Unnamed: 0,GROUPING,N_GROUPS,TIER_1_RANGE_pp,TIER_2_RANGE_pp,TIER_3_RANGE_pp
0,HAUL,2,0.14,1.66,6.38
1,TIME_OF_DAY,4,0.02,0.17,0.58
2,ARRIVAL_REGION,4,0.15,1.71,6.56
3,HAUL × TIME_OF_DAY,8,0.22,1.87,7.01
4,HAUL × ARRIVAL_REGION,4,0.15,1.71,6.56
5,TIME_OF_DAY × ARRIVAL_REGION,16,0.24,2.0,7.31
6,HAUL × TIME_OF_DAY × ARRIVAL_REGION,16,0.24,2.0,7.31


### #7 Interpretation of Grouping Results
- Time of Day alone provides very weak segmentation.

- Arrival Region adds relatively little difference for the addition of 4 more categories. 

- Haul × Time of day has strong differentiation without excessive complexity.

Therefore, this becomes our chosen grouping.

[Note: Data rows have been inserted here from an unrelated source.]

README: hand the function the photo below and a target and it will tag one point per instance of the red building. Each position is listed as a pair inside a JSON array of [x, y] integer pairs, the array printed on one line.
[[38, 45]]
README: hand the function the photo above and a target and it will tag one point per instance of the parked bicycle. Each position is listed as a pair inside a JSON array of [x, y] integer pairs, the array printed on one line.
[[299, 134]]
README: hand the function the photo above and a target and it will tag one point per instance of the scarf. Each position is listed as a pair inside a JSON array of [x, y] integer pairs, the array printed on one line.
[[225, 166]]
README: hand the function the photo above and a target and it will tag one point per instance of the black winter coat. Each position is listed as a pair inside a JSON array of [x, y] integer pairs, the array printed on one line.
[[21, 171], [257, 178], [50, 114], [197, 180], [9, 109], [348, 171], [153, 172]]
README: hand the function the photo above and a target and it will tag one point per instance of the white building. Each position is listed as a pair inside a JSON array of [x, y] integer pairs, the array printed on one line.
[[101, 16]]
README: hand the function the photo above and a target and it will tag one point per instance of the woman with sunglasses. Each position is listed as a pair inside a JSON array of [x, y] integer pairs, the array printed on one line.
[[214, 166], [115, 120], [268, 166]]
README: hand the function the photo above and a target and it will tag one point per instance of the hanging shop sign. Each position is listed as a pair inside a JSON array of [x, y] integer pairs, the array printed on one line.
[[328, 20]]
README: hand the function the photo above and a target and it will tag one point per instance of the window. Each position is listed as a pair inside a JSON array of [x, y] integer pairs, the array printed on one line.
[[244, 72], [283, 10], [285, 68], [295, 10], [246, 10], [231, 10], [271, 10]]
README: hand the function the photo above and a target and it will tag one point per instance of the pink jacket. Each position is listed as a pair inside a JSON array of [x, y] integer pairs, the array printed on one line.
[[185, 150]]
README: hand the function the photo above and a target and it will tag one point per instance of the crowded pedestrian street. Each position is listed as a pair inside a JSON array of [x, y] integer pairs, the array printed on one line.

### #8 Build Final Lookup Table
Using the chosen grouping - Haul x Time of Day

In [10]:
GROUPED_2 = ['HAUL', 'TIME_OF_DAY']

In [11]:
lounge_estimations_2 = (
    flights
    .groupby(GROUPED_2, as_index=False)
    .agg(
        N_FLIGHTS=("FLIGHT_NO", "size"),   
        TOTAL_TIER_1=("TIER1_ELIGIBLE_PAX", "sum"),
        TOTAL_TIER_2=("TIER2_ELIGIBLE_PAX", "sum"),
        TOTAL_TIER_3=("TIER3_ELIGIBLE_PAX", "sum"),
        TOTAL_SEATS=("TOTAL_SEATS", "sum"),
    )
)

for tier in ["1", "2", "3"]:
    lounge_estimations_2[f"PCT_TIER_{tier}"] = (
        lounge_estimations_2[f"TOTAL_TIER_{tier}"] /
        lounge_estimations_2["TOTAL_SEATS"] * 100
    )

lounge_estimations_2

Unnamed: 0,HAUL,TIME_OF_DAY,N_FLIGHTS,TOTAL_TIER_1,TOTAL_TIER_2,TOTAL_TIER_3,TOTAL_SEATS,PCT_TIER_1,PCT_TIER_2,PCT_TIER_3
0,LONG,Afternoon,939,545,7598,28906,274736,0.198372,2.765564,10.521373
1,LONG,Evening,1190,736,9285,35634,347168,0.212001,2.674498,10.264195
2,LONG,Lunchtime,435,223,3418,13094,126102,0.176841,2.710504,10.383658
3,LONG,Morning,1461,876,11897,45356,426563,0.205362,2.789037,10.632896
4,SHORT,Afternoon,1366,840,10606,40785,245880,0.34163,4.313486,16.58736
5,SHORT,Evening,1783,1054,14287,54546,320940,0.32841,4.451611,16.9957
6,SHORT,Lunchtime,757,537,6198,23539,136260,0.3941,4.548657,17.275062
7,SHORT,Morning,2069,1266,16230,62354,372420,0.339939,4.357983,16.742925


### #10 Summary and Business Justification
Haul x Time of Day will be used to segment flights because:
- only 8 segments - simple and easy to apply
- shows strong differences in Tier 3 demand with around 7 percentage points difference
- reflects meaningful travel behaviour

We chose not to include Arrival Region because: 
- increases complexity (16 groups)
- marginal increase percentage point difference

##### This information will be used to build a lookup table that British Airways can use to estimate lounge demand, even with incomplete schedule information.